ALAN DERSHOWITZ: TSARNAEV ‘DESERVED THE DEATH PENALTY’




            Although Alan Dershowitz is a strong opponent of the death penalty, he still felt that Tsarnaev deserved to be executed for the crime of the Boston Marathon Bombing. This article will explain more.


Alan Dershowitz

Alan Dershowitz: Tsarnaev 'Deserved the Death Penalty'
Friday, May 15, 2015 06:54 PM
By: Cathy Burke

There was little doubt Boston Marathon bomber Dzhokhar Tsarnaev would get a death sentence: his lawyer had the jury deck "stacked" against her, lawyer Alan Dershowitz tells Newsmax TV.

In an interview with hosts John Bachman and Miranda Khan on "Newsmax Now" on Friday, Dershowitz, author of "Terror Tunnels: The Case for Israel's Just War Against Hamas," said that "if any case ever deserved the death penalty, this case does."

Tsarnaev's death penalty lawyer, Judith Clarke, "did everything she could possibly do," Dershowitz added. "She started out with a stacked deck," he said, noting that anyone with an objection to the death penalty was excluded from the panel.

"This is a case that if any case ever deserved the death penalty, this case does,"
he said.

"The planning, the idea of putting bombs next to children knowing you're going to kill them, I have no sympathy whatsoever for Tsarnaev.

"The only real question is whether he suffers more by life in . . . prison or a quick . . .  execution where he becomes a martyr, and where a lot of people support him on his appeal,"
he said.

Dershowitz said Islamic radicals are certainly "going to make him a martyr – and he wanted to be a martyr."

Even testimony from the victims' family members, survivors, and a nun arguing against the death penalty could not counter what was a "horrible, horrible crime," Dershowitz said.

"One should not, in any way, try to diminish the crime," he said. "You have the young man walking up to children knowing that he's going to blow them apart and without anything but callousness, he puts the bomb there, sets it off and then goes . . . back to his college."

"Certainly, nobody should have any compassion for this man or should have any sense that he's a martyr and deserves any kind of support. He's a horrible, horrible human being."
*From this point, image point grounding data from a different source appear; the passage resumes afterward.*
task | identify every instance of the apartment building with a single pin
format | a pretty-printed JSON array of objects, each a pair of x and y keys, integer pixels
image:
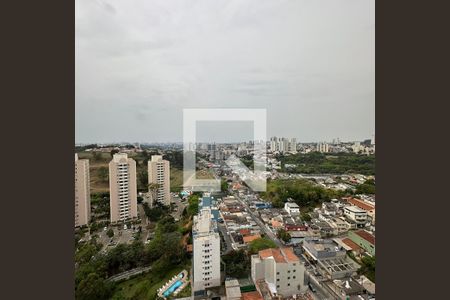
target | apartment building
[
  {"x": 206, "y": 252},
  {"x": 329, "y": 257},
  {"x": 278, "y": 270},
  {"x": 364, "y": 239},
  {"x": 123, "y": 188},
  {"x": 323, "y": 147},
  {"x": 292, "y": 208},
  {"x": 82, "y": 192},
  {"x": 356, "y": 215},
  {"x": 159, "y": 173}
]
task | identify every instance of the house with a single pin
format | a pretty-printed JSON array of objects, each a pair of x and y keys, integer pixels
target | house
[
  {"x": 292, "y": 208},
  {"x": 364, "y": 239},
  {"x": 279, "y": 272},
  {"x": 249, "y": 238},
  {"x": 368, "y": 207},
  {"x": 330, "y": 258},
  {"x": 356, "y": 215},
  {"x": 232, "y": 289}
]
Yet it's ironic, "a man who mercilessly killed people . . . gets the best lawyer to defend him,"
Dershowitz said.

"The case did not come out the way he may have wanted, but he certainly can't complain about American justice. He seems to have gotten not only a fair trial, but a fair penalty hearing."


Dershowitz noted the next step in the case will be "a vigorous appeal" by the First Circuit Court of Appeals.

"They'll get a fair shake," he said.